Anne Fine is a multi award-winning novelist, and was Children’s Laureate from 2001-2003. Her novels range from the wickedly funny Diary of a Killer Cat for young readers, to the provocative_Road of Bones_ for teenage readers.
Speaking about her work, Anne says: “A lot of my work, even for fairly young readers, raises quite serious social issues. I believe that many personal decisions have a social or political resonance, and the way people try to pick their way through tricky family situations interests me. But people won’t (and shouldn’t) read books that don’t hold their interest, and I still adore funny books. So since I write for the reader inside myself, I always end up with the kind of book I would have loved to read (if only someone else had bothered to write for me.”

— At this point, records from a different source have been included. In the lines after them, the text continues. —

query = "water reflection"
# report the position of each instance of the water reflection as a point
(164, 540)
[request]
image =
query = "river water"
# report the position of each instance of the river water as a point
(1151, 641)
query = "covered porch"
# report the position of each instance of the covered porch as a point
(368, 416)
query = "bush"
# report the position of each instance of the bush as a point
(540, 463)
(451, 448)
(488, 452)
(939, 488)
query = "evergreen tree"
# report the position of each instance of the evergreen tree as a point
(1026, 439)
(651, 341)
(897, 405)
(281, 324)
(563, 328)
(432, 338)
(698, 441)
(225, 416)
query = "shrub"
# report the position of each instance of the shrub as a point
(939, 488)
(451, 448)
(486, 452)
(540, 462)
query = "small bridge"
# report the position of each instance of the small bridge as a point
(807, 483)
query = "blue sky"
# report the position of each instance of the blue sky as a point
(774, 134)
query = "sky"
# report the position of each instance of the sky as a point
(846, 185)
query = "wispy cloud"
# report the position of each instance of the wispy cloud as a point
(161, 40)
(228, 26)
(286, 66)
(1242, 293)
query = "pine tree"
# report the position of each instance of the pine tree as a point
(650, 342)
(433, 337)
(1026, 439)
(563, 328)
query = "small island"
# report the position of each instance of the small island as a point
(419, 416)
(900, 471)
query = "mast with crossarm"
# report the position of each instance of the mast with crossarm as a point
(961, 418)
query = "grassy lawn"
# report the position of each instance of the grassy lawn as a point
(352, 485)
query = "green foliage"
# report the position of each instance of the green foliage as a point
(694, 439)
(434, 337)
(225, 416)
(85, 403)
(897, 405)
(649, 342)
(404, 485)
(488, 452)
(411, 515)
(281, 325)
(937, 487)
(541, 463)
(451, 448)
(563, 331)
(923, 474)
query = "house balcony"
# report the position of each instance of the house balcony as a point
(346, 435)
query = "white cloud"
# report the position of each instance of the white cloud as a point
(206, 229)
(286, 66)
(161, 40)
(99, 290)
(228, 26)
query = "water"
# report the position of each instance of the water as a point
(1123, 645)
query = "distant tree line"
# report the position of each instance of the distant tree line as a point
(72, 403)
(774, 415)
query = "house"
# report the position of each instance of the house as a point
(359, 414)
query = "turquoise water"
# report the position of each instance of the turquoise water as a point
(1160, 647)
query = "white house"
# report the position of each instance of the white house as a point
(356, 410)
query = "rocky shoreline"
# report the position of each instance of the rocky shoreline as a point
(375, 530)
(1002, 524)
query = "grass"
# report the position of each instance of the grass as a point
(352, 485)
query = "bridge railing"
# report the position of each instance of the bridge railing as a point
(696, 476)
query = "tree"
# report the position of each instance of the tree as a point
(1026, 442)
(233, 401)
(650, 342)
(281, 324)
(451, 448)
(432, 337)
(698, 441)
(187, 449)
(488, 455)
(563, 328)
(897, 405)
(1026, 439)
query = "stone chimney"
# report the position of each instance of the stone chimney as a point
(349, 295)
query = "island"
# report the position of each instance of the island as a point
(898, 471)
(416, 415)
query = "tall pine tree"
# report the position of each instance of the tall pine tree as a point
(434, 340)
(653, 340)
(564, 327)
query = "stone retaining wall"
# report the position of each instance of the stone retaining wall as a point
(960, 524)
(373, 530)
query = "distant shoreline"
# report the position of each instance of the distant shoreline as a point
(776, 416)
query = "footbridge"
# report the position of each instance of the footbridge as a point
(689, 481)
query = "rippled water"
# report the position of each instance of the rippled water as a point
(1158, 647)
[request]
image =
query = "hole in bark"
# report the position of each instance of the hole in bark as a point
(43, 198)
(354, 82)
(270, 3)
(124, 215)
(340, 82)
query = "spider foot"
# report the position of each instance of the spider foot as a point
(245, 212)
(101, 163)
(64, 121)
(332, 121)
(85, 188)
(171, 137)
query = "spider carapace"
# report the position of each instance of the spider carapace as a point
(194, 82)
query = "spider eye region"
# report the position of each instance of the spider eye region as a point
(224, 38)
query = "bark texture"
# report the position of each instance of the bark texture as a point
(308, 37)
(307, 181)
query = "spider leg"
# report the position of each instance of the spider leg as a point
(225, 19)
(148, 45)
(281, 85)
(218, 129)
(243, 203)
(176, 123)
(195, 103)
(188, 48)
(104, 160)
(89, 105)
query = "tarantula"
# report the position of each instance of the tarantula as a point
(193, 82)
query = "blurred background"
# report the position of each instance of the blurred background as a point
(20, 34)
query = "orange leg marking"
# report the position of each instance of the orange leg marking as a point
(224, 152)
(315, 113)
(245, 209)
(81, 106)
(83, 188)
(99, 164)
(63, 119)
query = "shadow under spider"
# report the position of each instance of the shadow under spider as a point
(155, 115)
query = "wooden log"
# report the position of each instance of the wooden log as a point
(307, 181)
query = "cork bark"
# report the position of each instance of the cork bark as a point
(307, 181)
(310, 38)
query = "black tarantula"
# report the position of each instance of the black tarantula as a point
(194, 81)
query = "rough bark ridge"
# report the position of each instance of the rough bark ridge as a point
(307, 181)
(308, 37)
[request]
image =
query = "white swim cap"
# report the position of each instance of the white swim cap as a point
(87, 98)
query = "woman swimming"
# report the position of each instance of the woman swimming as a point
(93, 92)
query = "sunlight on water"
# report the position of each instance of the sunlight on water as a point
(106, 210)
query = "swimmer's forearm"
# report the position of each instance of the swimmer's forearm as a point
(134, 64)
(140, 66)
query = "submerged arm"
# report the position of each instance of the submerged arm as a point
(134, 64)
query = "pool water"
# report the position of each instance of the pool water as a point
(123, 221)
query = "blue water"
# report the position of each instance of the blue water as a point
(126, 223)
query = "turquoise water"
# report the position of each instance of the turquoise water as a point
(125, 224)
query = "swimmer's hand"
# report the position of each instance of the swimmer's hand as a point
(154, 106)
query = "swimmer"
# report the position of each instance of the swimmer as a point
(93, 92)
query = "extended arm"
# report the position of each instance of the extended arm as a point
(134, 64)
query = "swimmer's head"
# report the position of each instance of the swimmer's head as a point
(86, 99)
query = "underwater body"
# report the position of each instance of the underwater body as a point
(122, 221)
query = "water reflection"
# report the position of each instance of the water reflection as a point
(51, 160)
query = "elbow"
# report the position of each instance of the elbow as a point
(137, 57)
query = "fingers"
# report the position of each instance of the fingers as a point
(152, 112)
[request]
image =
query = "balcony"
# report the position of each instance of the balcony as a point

More about Anne: “When I was young, it never occurred to me that I might be a writer. I think I must have thought that books were born on the library shelves. But I was good at writing stories, and I had a good deal of practice.
At school, I enjoyed languages most, and took French and Spanish, along with History, for A levels. That meant there was no room for English, and so for my whole life I have been able simply to read what I want when I want, and only for pleasure or interest. I suspect that this has been really important for the way I write, making it so much easier to think always of the reader.
I studied Politics and History at University, and the interest in political issues shows up in many of the books. After university I taught in a girls’ secondary school for a year — exhausting! — and then moved with my husband to Oxford, where I worked as an Information Officer for Oxfam. Though I was only in this job for two years, it changed my attitudes to money, to ‘things’, and to what is truly important in life, for ever.
In 1971 my first daughter was born. Unable to get to the library in a snowstorm to change my library books, in desperation I sat down and started to write a novel. Clearly this was the right job for me, for I have never stopped writing for more than a few weeks since.
My husband’s job took us to California, Arizona, Michigan and Canada, where our second daughter was born. In 1981 I returned to Edinburgh, and a few years later moved to County Durham, where I now live quietly in a stone house beside a river with Richard, my partner of fifteen years.”